Corona & Chiaroscuro
This glorious 18th century dome in the 12th century church of S. Michele Arcangelo is located in Bevagna, Italy, where I had the pleasure of singing with Umbrian Serenades this summer.
The Romanesque S. Michele Arcangelo was made over in high Baroque style in the 18th century and subsequently restored to its original appearance in the 1950's, the domed chapel surviving, perhaps, because of its virtuosic craftsmanship. When I first saw it after walking through the unadorned nave, I thought: "This is the essence of chiaroscuro." Light illuminating darkness, the term applies to the art of painting as much as it does singing. In the latter, it has everything to do with the perception of tone.
Narrow windows in our concert space let in just enough light to give the impression that, in a darker age, the room was womb-like and full of mystery.

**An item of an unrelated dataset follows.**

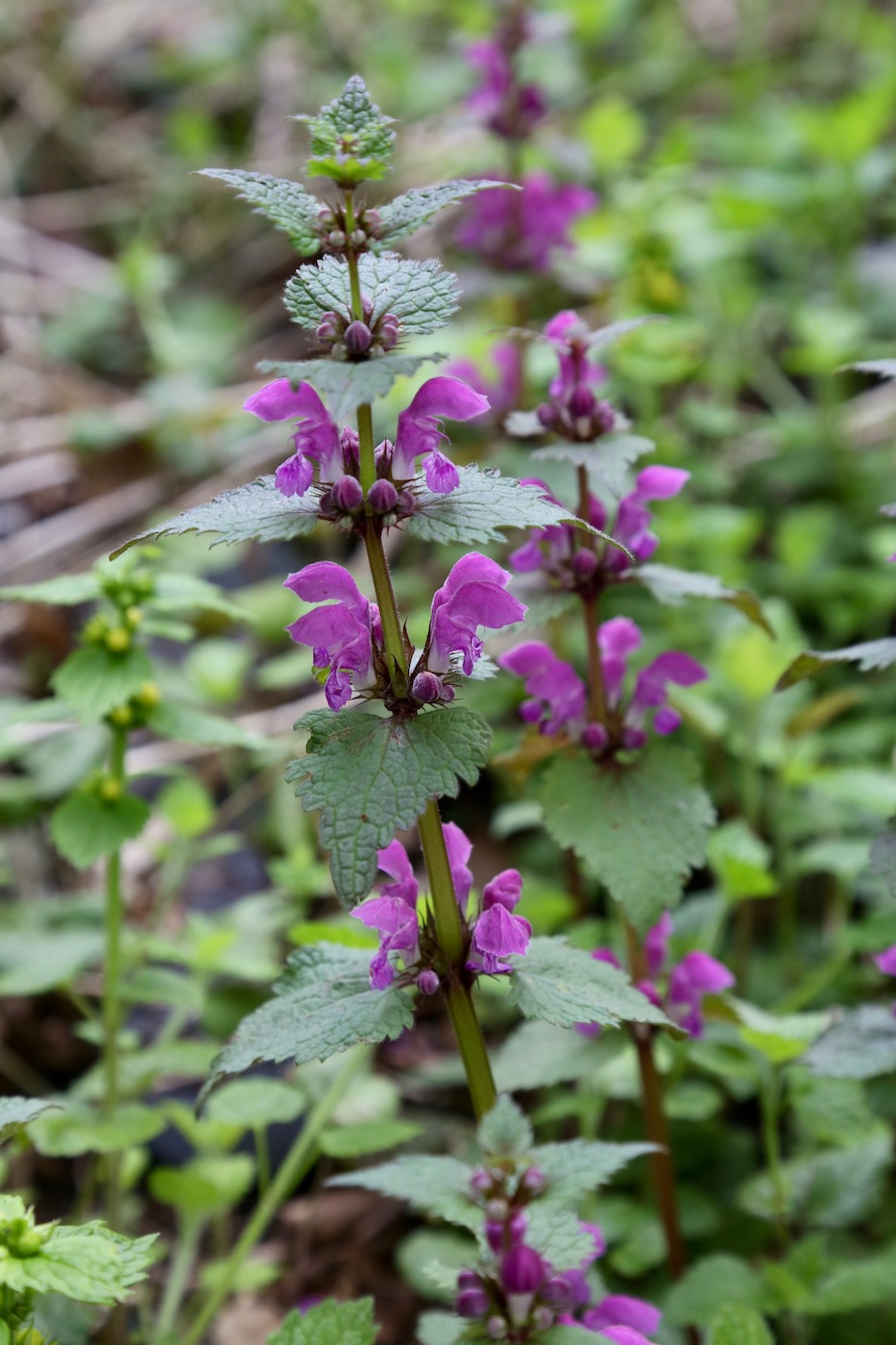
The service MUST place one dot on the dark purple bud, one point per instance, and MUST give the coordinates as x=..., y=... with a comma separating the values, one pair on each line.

Domes, arches, vertical architecture and high ceilings with strategically placed windows in all these these spaces impel one to look—no—think and feel upwards. It is the same with beautiful singing in an earlier age. Old world pedagogues often talked about the dome at the back of the mouth while making a circle with a hand above the head—telling students to sing into the corona and spin, spin, spin the tone.
In terms of the corona of the sound, Margaret Harshaw taught students that the “mask” of the singer started at the upper lip and extended to the crown and occipital lobe of the head.
Your mask starts here!
She would say, pointing to her upper lip.
"It ends here!"
Pointing the the back of the head.
Need I say that this is a matter of listening and feeling?